En ce début d’année 2026, les musiciens proposent The House, premier album qui vient construire l’édifice musical de NASTYJOE. Avec ce projet, l’ambition est claire : s’évader de la réalité. L’expérience est d’ailleurs ressentie sans même avoir commencer l’écoute. Car oui, The House mise une illustration pleine de sens qui annonce déjà l’évasion que veux procurer NASTYJOE. Une silhouette de couleur rouge se dessine au centre de l’image. À sa gauche, une fenêtre ouverte qui propose de venir écouter une musique qui échappe à la réalité. Avec son esthétique onirique, l’album s’inscrit dans la grande lignée du dreamcore – cette aesthetic dont Internet est friand – et qui convoque la nostalgie, le questionnement, l’apaisement.
Mais que produit ce rêve auditif ? Les vingt-neuf minutes et trente-huit secondes qui composent l’album permettent une rupture franche.

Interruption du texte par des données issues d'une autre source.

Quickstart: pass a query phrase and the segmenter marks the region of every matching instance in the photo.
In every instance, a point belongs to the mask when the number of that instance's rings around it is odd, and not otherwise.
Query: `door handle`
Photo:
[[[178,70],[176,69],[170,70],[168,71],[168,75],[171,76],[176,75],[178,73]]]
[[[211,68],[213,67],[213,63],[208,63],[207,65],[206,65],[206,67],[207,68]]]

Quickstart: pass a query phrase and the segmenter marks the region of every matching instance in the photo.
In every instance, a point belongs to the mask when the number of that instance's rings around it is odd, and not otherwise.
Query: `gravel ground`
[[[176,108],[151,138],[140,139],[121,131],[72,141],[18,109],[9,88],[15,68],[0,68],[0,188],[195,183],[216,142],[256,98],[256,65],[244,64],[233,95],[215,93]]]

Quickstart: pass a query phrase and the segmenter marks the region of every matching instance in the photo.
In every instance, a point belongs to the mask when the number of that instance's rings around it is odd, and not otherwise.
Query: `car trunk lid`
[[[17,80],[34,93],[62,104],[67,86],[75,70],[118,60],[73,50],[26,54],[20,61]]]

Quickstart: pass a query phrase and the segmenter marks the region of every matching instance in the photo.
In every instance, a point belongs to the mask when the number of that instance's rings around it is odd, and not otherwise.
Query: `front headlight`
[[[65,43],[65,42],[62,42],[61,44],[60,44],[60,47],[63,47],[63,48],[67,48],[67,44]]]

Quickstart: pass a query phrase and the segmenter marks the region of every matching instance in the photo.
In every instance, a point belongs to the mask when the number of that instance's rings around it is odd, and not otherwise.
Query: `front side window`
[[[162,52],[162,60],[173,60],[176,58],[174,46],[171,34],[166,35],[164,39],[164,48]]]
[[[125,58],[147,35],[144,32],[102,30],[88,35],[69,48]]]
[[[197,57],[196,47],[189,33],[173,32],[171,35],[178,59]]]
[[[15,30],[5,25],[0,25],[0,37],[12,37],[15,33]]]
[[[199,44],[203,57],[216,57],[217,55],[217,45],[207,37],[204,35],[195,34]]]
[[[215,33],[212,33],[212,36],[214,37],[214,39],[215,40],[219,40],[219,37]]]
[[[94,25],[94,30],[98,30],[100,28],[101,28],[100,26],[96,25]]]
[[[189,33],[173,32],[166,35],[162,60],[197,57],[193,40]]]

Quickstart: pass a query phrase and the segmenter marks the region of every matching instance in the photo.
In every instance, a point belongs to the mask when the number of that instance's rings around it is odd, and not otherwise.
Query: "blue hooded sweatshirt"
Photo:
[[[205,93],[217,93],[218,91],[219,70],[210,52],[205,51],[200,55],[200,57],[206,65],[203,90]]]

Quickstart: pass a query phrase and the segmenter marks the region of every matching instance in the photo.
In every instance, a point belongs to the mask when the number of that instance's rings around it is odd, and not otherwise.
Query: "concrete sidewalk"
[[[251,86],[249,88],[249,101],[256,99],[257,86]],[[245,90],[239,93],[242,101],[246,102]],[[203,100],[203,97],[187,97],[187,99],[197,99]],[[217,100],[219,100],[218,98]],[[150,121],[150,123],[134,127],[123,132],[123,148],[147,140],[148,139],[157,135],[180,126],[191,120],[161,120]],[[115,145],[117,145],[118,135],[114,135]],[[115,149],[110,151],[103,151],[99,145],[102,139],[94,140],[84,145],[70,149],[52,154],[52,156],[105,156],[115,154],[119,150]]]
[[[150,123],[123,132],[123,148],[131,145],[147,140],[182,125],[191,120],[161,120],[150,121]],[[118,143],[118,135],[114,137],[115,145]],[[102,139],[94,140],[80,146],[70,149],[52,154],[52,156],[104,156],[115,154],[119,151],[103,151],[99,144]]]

Dès le premier titre Strange Place – un nom excellent pour introduire à la diégèse – le voyage commence et amène vers un sujet rarement questionné dans le monde de la musique : la musicothèque intérieur. De par son aspect intrinsèquement lié aux émotions, The House propose de rappeler toutes les écoutes qui rythmes notre quotidien, sans trahir, évidemment, son identité unique. The Cure, IDLES, Turnstile, Joy Division, et même Cigarettes After Sex viennent à l’esprit, car l’écoute plonge dans son intériorité. Si l’on veut rester dans la scène française : Isolation, chest., Urge, FRAGILE, Pretty Inside. À travers cette expérimentation unique, chacun trouve un pan musical qu’il a déjà exploré auparavant.
La force de ce disque résulte dans le fait de se perdre dans son écoute. L’auditeur·ice a la sensation de retrouver ses morceaux préfère d’il y a cinq ans, cinq mois, cinq heures ou cinq minutes. Le premier album de NASTYJOE marque autant que la première écoute de Three Imaginary Boys ou de Glow on.